Глава 30
Ив
С утра накрапывал мелкий дождь. Фас ждал спутниц за воротами трактира. Гаота накинула плащ и подумала, что скоро в дальнюю дорогу.
– Поехали в объезд, – сказала Глума. – Вчерашнее событие привело к тому, что на площади – толпа. Хотя дракона уже оттащили во двор храма. Уж больно воняет. Разлагается на глазах. Теперь становится понятным, почему нет костей драконов в ущельях слайбов. Фас, мы – через слободы!
– Давайте, – отозвался егерь. – Я буду чуть позади присматривать за вами.
– Неужели все драконы – оборотни? – спросила Гаота, правя коня вслед за Глумой.
– Не думаю, – ответила Глума, направляя лошадь в проулок Молочной слободы. – Разве то, что бургомистр оказался волком, делает всех прочих волков имни?
– Я слышала, – Гаота догнала Глуму, – что вы познакомились со Скотом на охоте?
– Не совсем так, – улыбнулась Глума. – Случайно оказались у фионского тракта. Ну и наткнулись на сиуинский обоз. Радости обозников не было предела. Показали нам одежду их старшего, сказали, что того сожрали волки. Мол, на привале он отлучился, а потом один из обозников пошел за хворостом для костра, да увлекся грибами, ну и наткнулся на одежду старшего, схватил ее – и тут увидел волка. И убежал.
– И волк за ним не погнался? – спросила Гаота.
– Мало того, ему показалось, что он был на привязи, – заметила Глума. – Однако хорошо, что обозник убежал. И уж тем более хорошо, что рядом была речушка, хотя раздеваться за двести шагов от речки – не самый лучший выбор в лесу, где полно мошкары. Нашли мы их старшего. Он уже опять стал человеком и как раз от мошкары и спасался, сидя в реке по горло. Как оказалось, в дороге старший простыл, а для имни нет лучшего лечения, чем перекинуться в зверя и обратно. Тут и бодрость появляется, и болезни проходят. Правда, голод мучает, но в обозе еды было вдосталь. А привязывал он себя – на всякий случай. С детства был напуган тем, что многие имни, перекидываясь, перестают осознавать себя людьми. Но он был не простым имни. Он оставался человеком, даже становясь зверем. И еще, как оказалось, он был хранителем. Так мы познакомились со Скотом, а уж когда он почувствовал, что в Граброк заглянула беда, вызвал нас. И расплатился сразу. Как знал…

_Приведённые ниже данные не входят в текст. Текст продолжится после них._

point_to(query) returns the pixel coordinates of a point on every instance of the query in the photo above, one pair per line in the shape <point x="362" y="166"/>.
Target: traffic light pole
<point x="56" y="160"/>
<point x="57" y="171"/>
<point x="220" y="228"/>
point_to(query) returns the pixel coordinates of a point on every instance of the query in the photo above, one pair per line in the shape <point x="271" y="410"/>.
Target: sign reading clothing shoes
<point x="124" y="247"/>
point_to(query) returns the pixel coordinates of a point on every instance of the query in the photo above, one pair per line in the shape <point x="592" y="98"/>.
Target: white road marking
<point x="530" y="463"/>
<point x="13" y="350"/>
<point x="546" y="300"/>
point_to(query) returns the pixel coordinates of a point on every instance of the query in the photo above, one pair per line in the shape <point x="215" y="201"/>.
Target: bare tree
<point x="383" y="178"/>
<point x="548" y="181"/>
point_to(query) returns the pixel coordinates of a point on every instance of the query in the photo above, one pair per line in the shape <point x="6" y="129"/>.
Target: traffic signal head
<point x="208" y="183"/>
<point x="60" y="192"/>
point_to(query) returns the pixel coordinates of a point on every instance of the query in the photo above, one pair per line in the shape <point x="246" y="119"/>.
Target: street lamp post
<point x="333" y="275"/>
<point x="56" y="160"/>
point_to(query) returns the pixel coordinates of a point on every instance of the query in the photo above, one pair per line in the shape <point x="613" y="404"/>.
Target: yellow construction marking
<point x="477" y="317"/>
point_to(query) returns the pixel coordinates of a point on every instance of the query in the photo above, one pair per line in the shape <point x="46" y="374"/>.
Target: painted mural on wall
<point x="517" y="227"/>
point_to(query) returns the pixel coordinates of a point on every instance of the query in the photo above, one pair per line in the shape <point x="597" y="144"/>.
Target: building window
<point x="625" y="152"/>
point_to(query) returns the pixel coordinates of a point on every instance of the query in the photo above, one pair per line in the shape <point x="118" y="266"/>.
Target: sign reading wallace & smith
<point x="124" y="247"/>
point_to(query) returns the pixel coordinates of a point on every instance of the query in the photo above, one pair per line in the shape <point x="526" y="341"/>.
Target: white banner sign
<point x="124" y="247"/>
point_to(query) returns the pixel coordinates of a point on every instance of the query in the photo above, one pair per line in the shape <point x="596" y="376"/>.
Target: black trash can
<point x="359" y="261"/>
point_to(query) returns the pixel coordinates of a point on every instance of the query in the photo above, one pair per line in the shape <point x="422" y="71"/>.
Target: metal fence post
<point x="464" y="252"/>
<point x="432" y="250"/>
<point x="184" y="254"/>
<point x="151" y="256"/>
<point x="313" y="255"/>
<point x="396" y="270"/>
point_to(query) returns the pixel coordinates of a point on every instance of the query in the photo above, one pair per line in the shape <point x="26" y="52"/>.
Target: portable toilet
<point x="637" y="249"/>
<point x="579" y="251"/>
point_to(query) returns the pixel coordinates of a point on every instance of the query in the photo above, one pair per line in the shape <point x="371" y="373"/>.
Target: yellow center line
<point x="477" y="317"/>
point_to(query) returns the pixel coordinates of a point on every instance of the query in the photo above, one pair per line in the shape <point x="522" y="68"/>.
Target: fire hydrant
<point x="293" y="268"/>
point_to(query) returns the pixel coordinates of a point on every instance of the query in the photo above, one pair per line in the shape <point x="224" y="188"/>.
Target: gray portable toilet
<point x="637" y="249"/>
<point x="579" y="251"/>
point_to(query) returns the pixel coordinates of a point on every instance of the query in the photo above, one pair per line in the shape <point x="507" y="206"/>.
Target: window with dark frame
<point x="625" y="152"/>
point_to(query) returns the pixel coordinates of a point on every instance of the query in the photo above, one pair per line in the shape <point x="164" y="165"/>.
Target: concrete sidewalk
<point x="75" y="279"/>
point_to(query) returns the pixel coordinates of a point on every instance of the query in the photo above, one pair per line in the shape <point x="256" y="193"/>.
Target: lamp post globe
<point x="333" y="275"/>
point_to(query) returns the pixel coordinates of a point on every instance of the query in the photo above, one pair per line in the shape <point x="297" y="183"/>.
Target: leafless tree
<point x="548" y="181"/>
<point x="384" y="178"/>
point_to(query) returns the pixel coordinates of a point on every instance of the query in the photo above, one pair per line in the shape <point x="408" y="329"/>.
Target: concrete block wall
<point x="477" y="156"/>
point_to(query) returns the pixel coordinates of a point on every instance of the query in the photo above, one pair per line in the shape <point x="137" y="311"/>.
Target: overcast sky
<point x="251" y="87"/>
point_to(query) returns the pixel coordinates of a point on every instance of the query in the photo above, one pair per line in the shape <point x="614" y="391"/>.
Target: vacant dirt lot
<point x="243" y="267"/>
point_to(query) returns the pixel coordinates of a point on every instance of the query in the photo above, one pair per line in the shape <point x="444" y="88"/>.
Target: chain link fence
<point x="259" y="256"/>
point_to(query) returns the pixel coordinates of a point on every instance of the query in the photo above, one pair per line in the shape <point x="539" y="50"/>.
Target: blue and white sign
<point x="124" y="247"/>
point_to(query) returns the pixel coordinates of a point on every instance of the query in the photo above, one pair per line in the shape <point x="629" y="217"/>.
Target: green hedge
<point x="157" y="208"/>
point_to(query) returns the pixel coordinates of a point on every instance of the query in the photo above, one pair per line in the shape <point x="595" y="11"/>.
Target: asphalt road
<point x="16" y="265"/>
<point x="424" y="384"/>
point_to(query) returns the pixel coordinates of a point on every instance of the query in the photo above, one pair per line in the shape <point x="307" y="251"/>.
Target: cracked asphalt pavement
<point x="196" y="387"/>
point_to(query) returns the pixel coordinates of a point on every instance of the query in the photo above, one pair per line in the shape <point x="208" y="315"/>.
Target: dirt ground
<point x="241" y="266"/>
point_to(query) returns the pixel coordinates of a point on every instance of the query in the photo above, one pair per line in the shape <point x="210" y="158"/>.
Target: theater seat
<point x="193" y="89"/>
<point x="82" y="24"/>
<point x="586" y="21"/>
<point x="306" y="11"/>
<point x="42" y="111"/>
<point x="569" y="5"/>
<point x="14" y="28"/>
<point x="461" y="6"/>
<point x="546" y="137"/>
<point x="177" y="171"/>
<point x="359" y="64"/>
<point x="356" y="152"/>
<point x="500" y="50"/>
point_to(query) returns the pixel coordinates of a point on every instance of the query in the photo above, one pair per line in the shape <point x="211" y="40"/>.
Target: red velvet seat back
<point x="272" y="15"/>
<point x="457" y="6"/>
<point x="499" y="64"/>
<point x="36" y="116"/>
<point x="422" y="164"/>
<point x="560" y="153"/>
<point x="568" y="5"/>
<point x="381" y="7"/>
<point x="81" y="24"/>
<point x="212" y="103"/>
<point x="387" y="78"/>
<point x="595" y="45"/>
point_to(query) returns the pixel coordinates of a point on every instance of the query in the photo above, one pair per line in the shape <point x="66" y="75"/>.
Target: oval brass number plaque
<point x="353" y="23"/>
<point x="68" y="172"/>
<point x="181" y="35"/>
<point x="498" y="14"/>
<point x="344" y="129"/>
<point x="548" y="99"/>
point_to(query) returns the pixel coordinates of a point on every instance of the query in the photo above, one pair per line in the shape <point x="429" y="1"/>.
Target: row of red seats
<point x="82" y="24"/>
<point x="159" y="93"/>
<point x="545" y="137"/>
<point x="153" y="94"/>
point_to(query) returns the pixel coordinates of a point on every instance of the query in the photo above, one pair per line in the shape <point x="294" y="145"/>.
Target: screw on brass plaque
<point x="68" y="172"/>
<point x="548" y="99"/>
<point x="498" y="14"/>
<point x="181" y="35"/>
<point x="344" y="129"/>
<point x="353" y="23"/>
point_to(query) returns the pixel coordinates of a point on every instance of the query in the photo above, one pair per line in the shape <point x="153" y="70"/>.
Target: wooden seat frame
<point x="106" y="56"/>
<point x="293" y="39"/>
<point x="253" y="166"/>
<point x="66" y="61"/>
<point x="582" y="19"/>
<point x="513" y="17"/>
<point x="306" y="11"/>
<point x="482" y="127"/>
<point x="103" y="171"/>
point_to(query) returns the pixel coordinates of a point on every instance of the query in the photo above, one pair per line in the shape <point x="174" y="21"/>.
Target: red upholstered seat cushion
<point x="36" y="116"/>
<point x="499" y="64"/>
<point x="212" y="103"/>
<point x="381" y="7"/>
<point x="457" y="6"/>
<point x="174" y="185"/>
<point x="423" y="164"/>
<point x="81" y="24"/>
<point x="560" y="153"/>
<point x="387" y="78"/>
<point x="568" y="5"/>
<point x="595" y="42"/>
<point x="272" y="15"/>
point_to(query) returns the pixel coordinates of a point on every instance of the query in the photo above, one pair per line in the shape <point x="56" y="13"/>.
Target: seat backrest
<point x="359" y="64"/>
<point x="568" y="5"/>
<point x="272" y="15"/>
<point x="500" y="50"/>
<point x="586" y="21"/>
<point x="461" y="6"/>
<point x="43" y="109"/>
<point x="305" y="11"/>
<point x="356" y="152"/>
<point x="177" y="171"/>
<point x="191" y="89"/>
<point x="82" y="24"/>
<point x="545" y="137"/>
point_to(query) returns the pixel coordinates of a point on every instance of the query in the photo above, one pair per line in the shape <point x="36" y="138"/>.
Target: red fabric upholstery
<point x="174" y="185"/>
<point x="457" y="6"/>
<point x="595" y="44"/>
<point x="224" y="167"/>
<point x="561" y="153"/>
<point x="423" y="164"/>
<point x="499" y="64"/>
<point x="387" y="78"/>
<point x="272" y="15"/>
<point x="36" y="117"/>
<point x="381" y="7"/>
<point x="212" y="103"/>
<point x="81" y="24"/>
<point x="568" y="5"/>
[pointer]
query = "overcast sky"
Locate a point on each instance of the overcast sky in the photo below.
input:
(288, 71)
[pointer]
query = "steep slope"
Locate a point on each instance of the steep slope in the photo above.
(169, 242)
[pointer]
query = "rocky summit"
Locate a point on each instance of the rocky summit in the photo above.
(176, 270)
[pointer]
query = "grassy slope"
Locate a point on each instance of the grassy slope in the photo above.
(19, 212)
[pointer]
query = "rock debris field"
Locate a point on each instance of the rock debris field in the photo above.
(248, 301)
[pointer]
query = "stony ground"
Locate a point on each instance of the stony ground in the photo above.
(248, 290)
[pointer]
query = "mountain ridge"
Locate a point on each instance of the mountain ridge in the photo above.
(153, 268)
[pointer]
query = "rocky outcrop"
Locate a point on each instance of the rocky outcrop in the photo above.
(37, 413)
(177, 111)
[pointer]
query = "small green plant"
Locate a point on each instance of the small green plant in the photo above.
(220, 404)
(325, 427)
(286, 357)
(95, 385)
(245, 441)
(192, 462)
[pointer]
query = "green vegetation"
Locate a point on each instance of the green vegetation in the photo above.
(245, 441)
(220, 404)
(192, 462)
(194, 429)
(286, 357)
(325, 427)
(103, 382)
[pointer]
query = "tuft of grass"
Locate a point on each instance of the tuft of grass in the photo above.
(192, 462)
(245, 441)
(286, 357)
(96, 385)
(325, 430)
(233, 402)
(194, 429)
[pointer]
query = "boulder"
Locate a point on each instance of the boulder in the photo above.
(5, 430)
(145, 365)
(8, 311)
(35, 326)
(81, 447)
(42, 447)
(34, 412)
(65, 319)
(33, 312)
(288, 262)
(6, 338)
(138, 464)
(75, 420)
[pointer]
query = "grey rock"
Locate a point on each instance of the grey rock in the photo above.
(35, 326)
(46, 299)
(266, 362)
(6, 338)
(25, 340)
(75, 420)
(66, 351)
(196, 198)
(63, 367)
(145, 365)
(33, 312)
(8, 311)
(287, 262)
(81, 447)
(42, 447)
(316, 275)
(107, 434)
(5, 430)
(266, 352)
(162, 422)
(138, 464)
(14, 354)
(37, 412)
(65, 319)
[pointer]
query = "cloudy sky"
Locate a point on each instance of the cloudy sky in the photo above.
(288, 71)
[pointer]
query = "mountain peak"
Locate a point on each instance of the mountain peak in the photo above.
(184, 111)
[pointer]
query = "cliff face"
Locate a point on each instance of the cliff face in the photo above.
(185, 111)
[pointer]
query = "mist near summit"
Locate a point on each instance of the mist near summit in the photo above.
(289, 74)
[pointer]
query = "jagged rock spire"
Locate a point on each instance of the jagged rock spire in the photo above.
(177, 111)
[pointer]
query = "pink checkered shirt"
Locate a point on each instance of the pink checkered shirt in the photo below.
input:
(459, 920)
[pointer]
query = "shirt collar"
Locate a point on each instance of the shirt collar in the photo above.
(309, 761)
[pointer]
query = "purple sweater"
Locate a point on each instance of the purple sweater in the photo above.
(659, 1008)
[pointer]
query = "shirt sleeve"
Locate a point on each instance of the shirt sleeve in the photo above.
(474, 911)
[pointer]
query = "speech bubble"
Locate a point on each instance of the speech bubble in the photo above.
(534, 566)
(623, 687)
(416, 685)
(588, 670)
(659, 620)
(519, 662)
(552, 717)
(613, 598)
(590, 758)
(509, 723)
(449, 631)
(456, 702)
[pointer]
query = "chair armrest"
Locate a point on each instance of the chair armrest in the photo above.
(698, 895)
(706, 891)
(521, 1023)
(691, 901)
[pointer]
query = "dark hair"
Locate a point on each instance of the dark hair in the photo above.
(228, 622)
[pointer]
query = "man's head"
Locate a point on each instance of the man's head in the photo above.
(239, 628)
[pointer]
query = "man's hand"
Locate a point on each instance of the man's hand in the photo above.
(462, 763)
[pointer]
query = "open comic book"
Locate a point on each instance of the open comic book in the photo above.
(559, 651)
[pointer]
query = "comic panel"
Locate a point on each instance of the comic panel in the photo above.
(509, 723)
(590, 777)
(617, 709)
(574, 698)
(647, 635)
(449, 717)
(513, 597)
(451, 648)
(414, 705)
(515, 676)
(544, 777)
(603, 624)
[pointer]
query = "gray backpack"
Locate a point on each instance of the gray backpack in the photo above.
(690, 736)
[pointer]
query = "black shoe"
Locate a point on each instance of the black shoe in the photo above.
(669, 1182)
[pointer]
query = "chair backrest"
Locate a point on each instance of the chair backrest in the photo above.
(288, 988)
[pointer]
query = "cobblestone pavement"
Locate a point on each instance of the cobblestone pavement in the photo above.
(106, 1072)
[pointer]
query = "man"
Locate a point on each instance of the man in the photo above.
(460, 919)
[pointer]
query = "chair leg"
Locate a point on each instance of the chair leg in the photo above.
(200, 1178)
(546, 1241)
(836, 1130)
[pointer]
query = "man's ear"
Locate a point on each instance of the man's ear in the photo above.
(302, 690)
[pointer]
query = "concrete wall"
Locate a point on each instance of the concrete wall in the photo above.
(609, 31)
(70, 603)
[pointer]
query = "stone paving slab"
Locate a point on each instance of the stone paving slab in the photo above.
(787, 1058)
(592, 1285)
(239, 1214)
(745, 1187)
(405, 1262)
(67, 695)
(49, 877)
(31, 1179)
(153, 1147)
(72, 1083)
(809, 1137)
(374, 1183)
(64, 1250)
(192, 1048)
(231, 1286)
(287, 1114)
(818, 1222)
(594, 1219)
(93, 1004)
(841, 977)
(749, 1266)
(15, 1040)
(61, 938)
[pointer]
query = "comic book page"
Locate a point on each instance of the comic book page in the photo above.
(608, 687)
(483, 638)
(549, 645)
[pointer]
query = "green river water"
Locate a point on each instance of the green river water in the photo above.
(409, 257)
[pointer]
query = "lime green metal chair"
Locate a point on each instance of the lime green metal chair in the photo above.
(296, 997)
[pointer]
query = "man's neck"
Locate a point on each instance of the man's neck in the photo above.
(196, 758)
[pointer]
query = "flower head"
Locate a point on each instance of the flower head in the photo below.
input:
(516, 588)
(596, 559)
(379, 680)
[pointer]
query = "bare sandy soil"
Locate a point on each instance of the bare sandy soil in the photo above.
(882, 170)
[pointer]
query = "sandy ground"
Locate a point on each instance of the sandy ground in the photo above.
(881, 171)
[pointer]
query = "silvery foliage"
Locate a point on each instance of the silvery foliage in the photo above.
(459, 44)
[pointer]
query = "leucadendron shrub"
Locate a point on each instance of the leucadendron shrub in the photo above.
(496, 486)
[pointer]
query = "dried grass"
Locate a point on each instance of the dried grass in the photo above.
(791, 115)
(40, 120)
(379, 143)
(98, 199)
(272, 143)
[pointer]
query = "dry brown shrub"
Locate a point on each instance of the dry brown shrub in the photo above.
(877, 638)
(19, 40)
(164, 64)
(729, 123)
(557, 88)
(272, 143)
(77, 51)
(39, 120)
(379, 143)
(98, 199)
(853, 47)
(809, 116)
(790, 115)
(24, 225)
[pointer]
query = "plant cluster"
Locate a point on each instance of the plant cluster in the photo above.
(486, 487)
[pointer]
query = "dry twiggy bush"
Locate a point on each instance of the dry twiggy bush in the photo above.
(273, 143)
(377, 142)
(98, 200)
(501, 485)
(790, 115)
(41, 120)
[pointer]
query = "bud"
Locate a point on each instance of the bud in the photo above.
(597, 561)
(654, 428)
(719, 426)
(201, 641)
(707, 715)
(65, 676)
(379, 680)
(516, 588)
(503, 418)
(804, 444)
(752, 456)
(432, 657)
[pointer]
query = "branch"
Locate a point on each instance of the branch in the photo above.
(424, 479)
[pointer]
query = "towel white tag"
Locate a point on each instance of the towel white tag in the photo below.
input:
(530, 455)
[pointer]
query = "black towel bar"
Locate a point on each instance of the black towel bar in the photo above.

– Ты тоже что-то знаешь о хранителях? – спросила Гаота.
– Да, – кивнула Глума. – Не один год я путешествовала рядом с хранителем.
– А сколько живут маола? – спросила Гаота.
– Следующим вопросом будет: сколько лет Юайсу? – усмехнулась Глума.
– Если ты знаешь… – затаила дыхание Гаота.
– Не знаю, – вздохнула Глума. – Но думаю, что около трети своего срока он уже прожил. Во всяком случае, примерно о таком сроке я думала, когда слышала его суждения о прошлом. А общий срок жизни маола… Сложно об этом говорить. Я слышала, что лет триста. Но беда-то в том, что маола не доживают до старости.
– Почему? – удивилась Гаота.
– А ты представь, что человек живет до трех сотен лет. И остается при этом бодрым. А?
Гаота не нашлась, что ответить.
– Вот, – кивнула Глума. – Войны, беды, болезни… А уж если учесть, что маола редко отсиживаются в неприступных башнях, то рано или поздно стрела, меч или нож врага обрывают их жизнь.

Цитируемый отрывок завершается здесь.